今回の措置により、対象機関はスワップデータ保管機関(SDR)へのデータ報告義務と一定の記録保管規制の不遵守について、CFTCによる執行措置を受けない。新たにイベント契約の上場・清算を希望する機関は個別申請を行い、承認された場合は既存ノーアクションレターの付属書に追記される方式に一本化された。これにより同一内容のノーアクションレターを個別発行し続ける非効率な運用が解消される。
イベント契約は予測市場で広く採用される契約形態で、カルシ(Kalshi)やポリマーケット(Polymarket)など主要企業の台頭により市場は数十億ドル規模に急成長している。

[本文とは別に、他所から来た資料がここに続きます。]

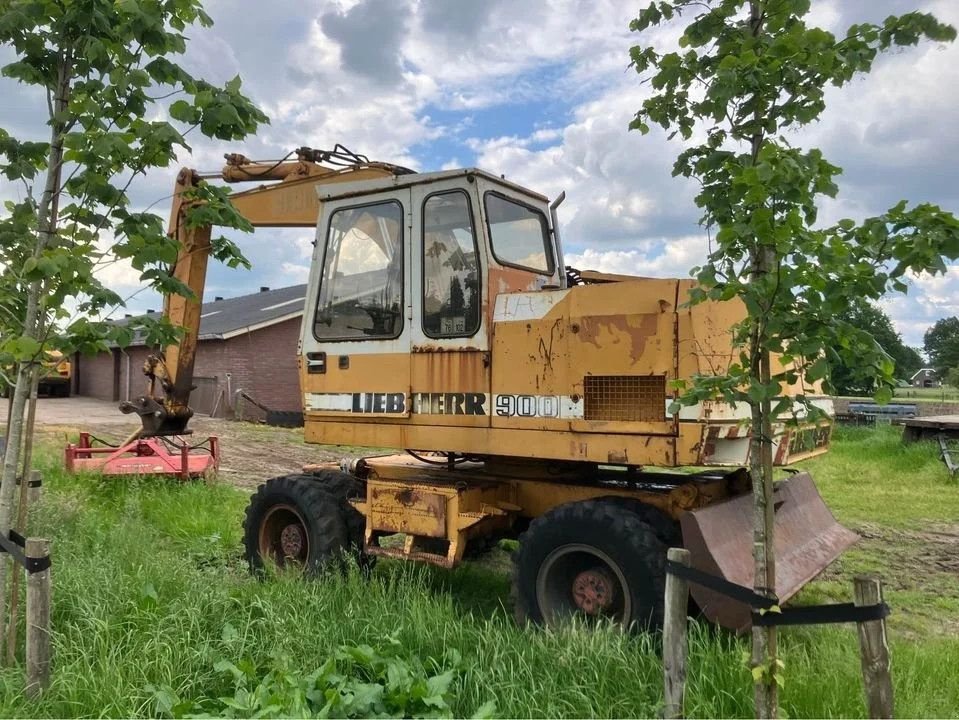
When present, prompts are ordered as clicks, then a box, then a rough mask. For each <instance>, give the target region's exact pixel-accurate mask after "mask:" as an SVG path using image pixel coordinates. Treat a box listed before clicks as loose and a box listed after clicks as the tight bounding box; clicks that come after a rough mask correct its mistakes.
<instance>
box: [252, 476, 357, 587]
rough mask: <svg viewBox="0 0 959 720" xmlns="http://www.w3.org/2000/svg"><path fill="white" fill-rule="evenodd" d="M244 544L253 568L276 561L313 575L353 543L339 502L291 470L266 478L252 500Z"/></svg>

CFTCは今年3月、連邦当局による同市場への「専属的な管轄権」を強調する規制指針を発表しており、今回の措置はその流れと整合する。
対象リストへの追記方式の導入により、新規参入を検討するDCMおよびDCOは従来の個別申請コストを削減できる。CFTCは今後も指定注文の修正や清算機関の変更など新たな要請に対し、同方式で対応する方針を示しており、市場参加者間の扱いの均一化が図られる。

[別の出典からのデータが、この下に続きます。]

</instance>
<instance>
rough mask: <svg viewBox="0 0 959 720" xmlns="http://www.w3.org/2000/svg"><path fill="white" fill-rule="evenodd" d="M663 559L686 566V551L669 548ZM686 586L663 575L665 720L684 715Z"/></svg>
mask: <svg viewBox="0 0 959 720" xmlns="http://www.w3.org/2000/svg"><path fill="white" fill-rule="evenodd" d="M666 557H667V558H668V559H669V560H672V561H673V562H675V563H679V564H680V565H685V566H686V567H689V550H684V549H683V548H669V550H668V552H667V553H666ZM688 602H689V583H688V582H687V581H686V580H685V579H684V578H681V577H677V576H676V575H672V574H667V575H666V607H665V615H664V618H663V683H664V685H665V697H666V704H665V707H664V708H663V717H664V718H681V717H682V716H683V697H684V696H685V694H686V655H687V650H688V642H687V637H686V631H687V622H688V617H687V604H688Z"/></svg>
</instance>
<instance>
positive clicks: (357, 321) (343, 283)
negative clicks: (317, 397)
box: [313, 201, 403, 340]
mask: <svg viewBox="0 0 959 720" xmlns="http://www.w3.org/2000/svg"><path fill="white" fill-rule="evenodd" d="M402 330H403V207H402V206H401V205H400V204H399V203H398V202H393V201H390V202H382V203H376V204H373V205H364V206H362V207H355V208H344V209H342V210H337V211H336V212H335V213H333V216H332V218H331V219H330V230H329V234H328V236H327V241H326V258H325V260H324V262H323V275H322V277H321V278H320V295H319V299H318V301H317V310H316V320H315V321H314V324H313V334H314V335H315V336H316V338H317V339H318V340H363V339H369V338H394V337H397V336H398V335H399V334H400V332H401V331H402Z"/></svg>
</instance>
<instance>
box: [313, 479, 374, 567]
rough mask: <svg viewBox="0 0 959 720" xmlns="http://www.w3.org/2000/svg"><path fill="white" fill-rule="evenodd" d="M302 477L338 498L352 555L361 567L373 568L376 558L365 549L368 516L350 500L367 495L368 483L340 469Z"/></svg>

CFTCのセリグ議長は就任以降、予測市場を州のギャンブル法の適用対象とする州当局の動きに対し連邦管轄権での保護を明言し、市場拡大を容認する姿勢を鮮明にしている。今回の手続き一本化はその方針と一致しており、業界側の規制対応コスト削減に直結する措置と位置づけられる。
今後の注目点は、CFTCが進めるパブリックコメントを経た正式規則の策定プロセスだ。テロ・戦争関連契約の公序良俗審査の帰趨、および対象リストへの追記方式の実際の活用状況が、イベント契約市場の規制枠組みの実効性を測る指標となる。